John and Yoko are no strangers to the fashion-show press release. Every time the world is in strife—which has become, sort of, always—the pair’s names seem to manifest in show notes as symbols for peaceful rebellion and love. Rarely does this work out for the clothes. But at MM6 the pair served as the perfect starting point for a collection that grappled with ideas of identity versus community and partnership versus individuality, culminating in a big-time, unstoppable feeling of togetherness.

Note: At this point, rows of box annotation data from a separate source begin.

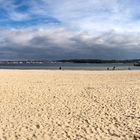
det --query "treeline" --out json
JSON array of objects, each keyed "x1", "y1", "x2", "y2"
[{"x1": 57, "y1": 59, "x2": 140, "y2": 63}]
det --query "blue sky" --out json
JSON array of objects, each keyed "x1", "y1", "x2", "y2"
[{"x1": 0, "y1": 0, "x2": 140, "y2": 60}]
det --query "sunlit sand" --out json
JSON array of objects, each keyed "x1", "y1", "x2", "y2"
[{"x1": 0, "y1": 70, "x2": 140, "y2": 140}]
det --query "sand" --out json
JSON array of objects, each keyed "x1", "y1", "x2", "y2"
[{"x1": 0, "y1": 70, "x2": 140, "y2": 140}]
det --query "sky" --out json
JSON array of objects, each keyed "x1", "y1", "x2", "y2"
[{"x1": 0, "y1": 0, "x2": 140, "y2": 60}]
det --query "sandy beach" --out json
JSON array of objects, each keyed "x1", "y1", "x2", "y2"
[{"x1": 0, "y1": 70, "x2": 140, "y2": 140}]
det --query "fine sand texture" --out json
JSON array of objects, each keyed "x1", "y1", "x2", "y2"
[{"x1": 0, "y1": 70, "x2": 140, "y2": 140}]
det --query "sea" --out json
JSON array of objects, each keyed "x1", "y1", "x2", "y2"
[{"x1": 0, "y1": 63, "x2": 140, "y2": 70}]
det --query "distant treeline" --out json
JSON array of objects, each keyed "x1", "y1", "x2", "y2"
[{"x1": 57, "y1": 59, "x2": 140, "y2": 63}]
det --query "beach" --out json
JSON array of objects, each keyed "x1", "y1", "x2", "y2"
[{"x1": 0, "y1": 70, "x2": 140, "y2": 140}]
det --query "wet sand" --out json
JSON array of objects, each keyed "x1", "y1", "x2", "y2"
[{"x1": 0, "y1": 70, "x2": 140, "y2": 140}]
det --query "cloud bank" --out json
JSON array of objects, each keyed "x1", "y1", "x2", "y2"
[
  {"x1": 0, "y1": 0, "x2": 140, "y2": 60},
  {"x1": 0, "y1": 27, "x2": 140, "y2": 60}
]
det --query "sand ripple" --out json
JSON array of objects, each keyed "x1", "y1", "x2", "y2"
[{"x1": 0, "y1": 70, "x2": 140, "y2": 140}]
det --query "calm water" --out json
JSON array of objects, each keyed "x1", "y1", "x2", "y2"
[{"x1": 0, "y1": 63, "x2": 140, "y2": 70}]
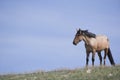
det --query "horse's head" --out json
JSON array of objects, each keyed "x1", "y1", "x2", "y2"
[{"x1": 73, "y1": 29, "x2": 87, "y2": 45}]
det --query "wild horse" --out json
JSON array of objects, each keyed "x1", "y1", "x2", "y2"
[{"x1": 73, "y1": 29, "x2": 115, "y2": 66}]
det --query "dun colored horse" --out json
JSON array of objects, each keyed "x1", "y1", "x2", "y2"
[{"x1": 73, "y1": 29, "x2": 115, "y2": 66}]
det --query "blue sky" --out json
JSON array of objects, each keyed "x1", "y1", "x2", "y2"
[{"x1": 0, "y1": 0, "x2": 120, "y2": 74}]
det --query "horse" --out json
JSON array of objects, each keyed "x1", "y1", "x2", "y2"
[{"x1": 73, "y1": 28, "x2": 115, "y2": 67}]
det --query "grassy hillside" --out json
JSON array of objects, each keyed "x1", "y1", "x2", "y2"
[{"x1": 0, "y1": 65, "x2": 120, "y2": 80}]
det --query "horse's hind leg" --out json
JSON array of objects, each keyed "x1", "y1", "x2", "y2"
[
  {"x1": 92, "y1": 51, "x2": 95, "y2": 67},
  {"x1": 98, "y1": 52, "x2": 102, "y2": 65},
  {"x1": 104, "y1": 49, "x2": 108, "y2": 66},
  {"x1": 86, "y1": 51, "x2": 90, "y2": 67}
]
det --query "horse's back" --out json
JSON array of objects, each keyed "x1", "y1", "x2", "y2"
[{"x1": 96, "y1": 35, "x2": 109, "y2": 50}]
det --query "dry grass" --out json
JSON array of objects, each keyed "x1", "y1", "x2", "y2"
[{"x1": 0, "y1": 65, "x2": 120, "y2": 80}]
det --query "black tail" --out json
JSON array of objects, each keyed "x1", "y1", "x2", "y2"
[{"x1": 108, "y1": 48, "x2": 115, "y2": 66}]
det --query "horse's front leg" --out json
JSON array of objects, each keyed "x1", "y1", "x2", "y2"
[
  {"x1": 98, "y1": 52, "x2": 102, "y2": 66},
  {"x1": 86, "y1": 51, "x2": 90, "y2": 67},
  {"x1": 92, "y1": 51, "x2": 95, "y2": 67}
]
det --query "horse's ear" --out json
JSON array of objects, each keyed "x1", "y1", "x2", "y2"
[{"x1": 76, "y1": 28, "x2": 78, "y2": 32}]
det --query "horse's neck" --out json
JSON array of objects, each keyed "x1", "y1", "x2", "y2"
[{"x1": 83, "y1": 35, "x2": 90, "y2": 45}]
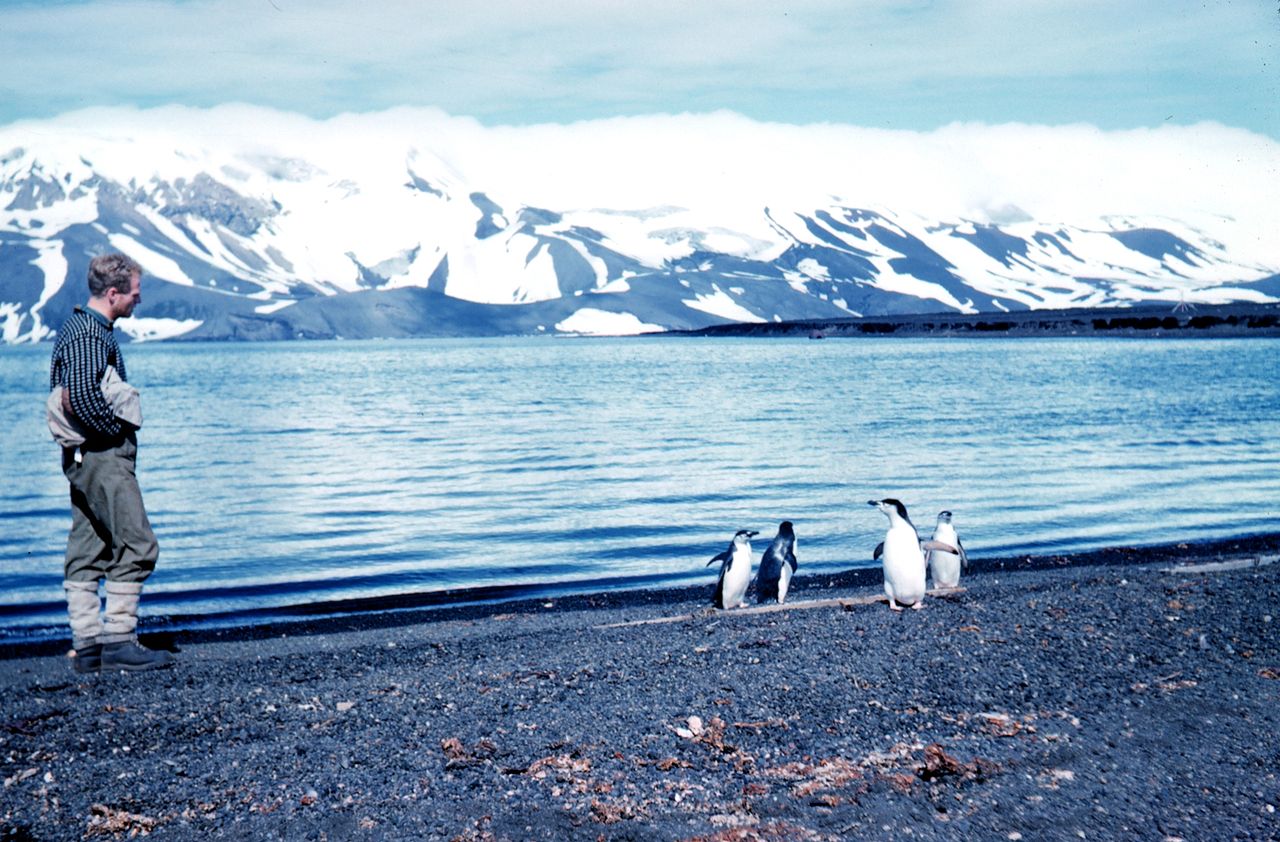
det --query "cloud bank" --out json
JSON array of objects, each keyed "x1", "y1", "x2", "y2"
[
  {"x1": 0, "y1": 105, "x2": 1280, "y2": 262},
  {"x1": 0, "y1": 0, "x2": 1280, "y2": 138}
]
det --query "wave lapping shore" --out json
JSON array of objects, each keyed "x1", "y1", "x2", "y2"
[{"x1": 0, "y1": 536, "x2": 1280, "y2": 841}]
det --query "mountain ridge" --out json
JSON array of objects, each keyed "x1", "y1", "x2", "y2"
[{"x1": 0, "y1": 109, "x2": 1280, "y2": 343}]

Lennon and Ono’s “bed-in” was the stated starting point, all plush white sheets and pointed displays of protest, but it was the idea of a happy marriage of opposites that the MM6 design team took to heart. Tailored blazers were slashed at the sides to allow for cupcake layers of white tulle to spill out. Menswear-inspired suits collided with women’s lingerie details. (Though the collection is womens wear, some looks were shown on men and will be produced in men’s sizing.) Leather with cotton with denim with lace—it was a mash-up of opposites living in harmony that was, more than some other recent MM6 collections, especially reverent to the thoughtful, intentional work of the brand’s namesake. It was also especially lovely.
But a streak of Margielaian irreverence cut against the pure prettiness of the garments. Boots were made with tin-can heels, and sweatshirts were sprayed with Just Margiela, inspired by the way cars are decorated for just-married couples. Other graphics included a Better Half hoodie and a bouquet of roses superimposed on a circle dress—be your own better half and be your own bouquet, they seemed to say. Maybe the big message here was that for all the unity and community we strive for, sometimes you just gotta be the star of your own show. As each model high-speed strutted through a former railway station in Milan carrying her own portable speaker, pushing through crowds of gawkers sipping Prosecco, she seemed, finally, free. John and Yoko would have vibed.